Внезапно со стороны Полянки, донесся гул стремительно приближающейся машины, через мгновение она выскочила из проема между знаниями, еще миг, и голова Бориса, только появившаяся над колодцем, была сметена появившейся темной легковушкой представительского класса, пистолет, что он держал в руке, попрыгав по асфальту, прикатился к ногам Насти; не задумываясь, девушка подняла его.
Автомобиль немедля затормозил, почувствовав удар, его чуть заметно занесло, он замер прямо перед окоченевшей девушкой. Водитель стремительно открыл дверь.

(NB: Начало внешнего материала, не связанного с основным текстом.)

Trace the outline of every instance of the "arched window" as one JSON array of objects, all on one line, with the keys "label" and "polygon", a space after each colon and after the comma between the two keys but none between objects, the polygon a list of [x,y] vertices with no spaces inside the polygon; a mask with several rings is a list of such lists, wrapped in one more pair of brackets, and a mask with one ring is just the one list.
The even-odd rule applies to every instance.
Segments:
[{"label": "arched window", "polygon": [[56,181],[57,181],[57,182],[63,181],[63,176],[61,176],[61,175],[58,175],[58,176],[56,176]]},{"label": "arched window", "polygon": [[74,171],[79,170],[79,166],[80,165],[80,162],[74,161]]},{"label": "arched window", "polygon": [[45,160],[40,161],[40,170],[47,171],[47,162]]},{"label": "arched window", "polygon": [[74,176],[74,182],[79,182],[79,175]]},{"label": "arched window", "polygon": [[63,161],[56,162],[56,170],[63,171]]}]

– С ума сошла? – крикнул он. – Тут бои идут, а ты… что ты вообще здесь делаешь? – Настя молчала, водитель, молодой человек, лет тридцати, в дорогом костюме, пристально смотрел на нее. Потом оглянулся, глядя на то место, с которого Настя не отрывала взгляда. Наконец только рассмотрел открытый колодец, тут же сообразив, крикнул ей:
– Чего ждешь, открытый люк, прорыв, – и едва не силой затащил на водительское сиденье. К машине уже бежали бойцы спецназа, и добровольцы «Московской Руси», водитель показал им на люк, туда едва не на ходу были брошены несколько гранат. Грохот донесся до Настиных ушей, но уже отдаленный, машина стремительно набирала ход, выкручивая руль, водитель вывозил ее подальше с места трагедии, через минуту меж ней и Борисом уже встали дома, улицы, переулки, площади, бульвары и скверы.
108.
О гибели Пашкова мне доложили через десять минут. Через пятнадцать я уже подъезжал к месту трагедии с мутью на душе и выбитой почвой из-под ног, я еще не поверил вначале, переспросил, уверены ли они в правдивости, как-то сразу вспомнилась Валерия, ушедшая точно так же нежданно. Сердце упало, я бросился в гараж, к своему «Фаэтону», вихрем понесся вниз, с холма в сторону Нового Арбата. По дороге машину дважды заносило на встречную, точно я и вправду не мог совладать с конями, заложенными в ней, точно я в этот момент сызнова оказался героем мифа, в третий уже раз мчащийся к месту трагедии, и все за какой-то месяц с небольшим, и все еще чувствующий бешеное биение сердца и разрастающуюся пустоту внутри. Казалось, ей уже некуда расти, но тут… видимо, особый случай.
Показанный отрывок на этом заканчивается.